Friday, March 16, 2007

Algorithmanic episodes

Jerome Groopman has been all over NPR the last few days giving interviews about his new book, How Doctors Think. This morning he landed a seven-minute session on Morning Edition, and recently spoke at length with Terry Gross on Fresh Air. The book sounds like a well-constructed inquiry into the algorithmic processes of doctor think. How do physicians make sense of patients' stories and arrive at a diagnosis?

Or a mis-diagnosis. Groopman discusses the experiences of physicians and patients--even his own experience as a patient, to point out where doctor think goes wrong. The diagnostic process, relies on information from the patient about symptoms, personal and family history, risk factors. Doctors then collect relevant "objective" data (physical exam, labs, studies), and assemble a list, or differential diagnosis we think might explain what the patient is experiencing. Ideally, it's an exhaustive list, and we narrow it with directed studies to rule things in or rule them out. We work hard at it, but for various reasons we don't always get it right, and the consequences can be severe. Dr. Groopman explains to Steve Inskeep on Morning Edition:

"Usually doctors are right, but conservatively about 15 percent of all people are misdiagnosed. Some experts think it's as high as 20 to 25 percent. And in half of those cases, there is serious injury or even death to the patient."

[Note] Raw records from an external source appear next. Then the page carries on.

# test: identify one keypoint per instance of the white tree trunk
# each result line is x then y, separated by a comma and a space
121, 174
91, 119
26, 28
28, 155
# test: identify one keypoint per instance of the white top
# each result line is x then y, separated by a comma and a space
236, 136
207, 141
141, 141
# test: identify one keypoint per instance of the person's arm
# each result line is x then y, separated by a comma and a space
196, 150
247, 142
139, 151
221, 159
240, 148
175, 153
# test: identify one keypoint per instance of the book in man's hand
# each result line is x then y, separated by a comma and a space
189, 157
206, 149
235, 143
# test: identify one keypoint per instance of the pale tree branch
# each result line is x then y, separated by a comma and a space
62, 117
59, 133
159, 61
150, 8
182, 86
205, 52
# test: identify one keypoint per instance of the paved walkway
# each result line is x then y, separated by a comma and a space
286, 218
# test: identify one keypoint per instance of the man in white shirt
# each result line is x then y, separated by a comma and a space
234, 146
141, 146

Why do you think that doctors would be wrong that often?

Well, you know, it's very hard to be a doctor. We're working under tremendous time pressure, especially in the current medical system. But the reasons we are wrong are not related to technical mistakes, like someone putting the wrong name on an X-ray or mixing up a blood specimen in the lab. Nor is it really ignorance about what the actual disease is. We make misdiagnoses because we make errors in thinking.

We use shortcuts. Most doctors, within the first 18 seconds of seeing a patient, will interrupt him telling his story and also generate an idea in his mind [of] what's wrong. And too often, we make what's called an anchoring mistake — we fix on that snap judgment.

An anchoring mistake? Sounds like what my people call early closure, a very common problem. Making big differentials is hard, and many things influence how quickly we decide we know the diagnosis. Often, it just seems to fit...mostly...more than other stuff. But is our list comprehensive? Did we consider only common diagnoses? Is is time to trot out the rare, eponymous syndromes we memorized in med school but have never seen? Deciding early to attach a diagnosis to a symptom feels good, especially when there are other patients with symptoms waiting to be seen.

There's something about categorization that appeals to me. Calling something anchoring mistake, when you could just as easily call it laziness, gives me a kind of hope. If I miss a diagnosis and because I'm lazy and the remedy is to "try harder," well, I'm screwed. The problem and the solution are both pretty vague, and my fear around messing up again takes over. Fear motivates, for sure, but I would argue the outcomes aren't so great.

If I can categorize my apparent laziness with nifty terms like anchoring mistake (in which I make a snap judgement) or representativeness error (wherein I tell myself that common things occur commonly), my type-A doctor mind has something productive and familiar to do: memorize a list. In this case, knowing the ways my thinking might not serve me well helps me see potential pitfalls in diagnosing and treating--also known as helping--patients.

I haven't read the book yet, but I will. I did, however read Dr. Groopman's article from January 29, 2007 in the New Yorker. The writing is excellent and the examples compelling. If the book is anything like the article, I'll be reading all weekend.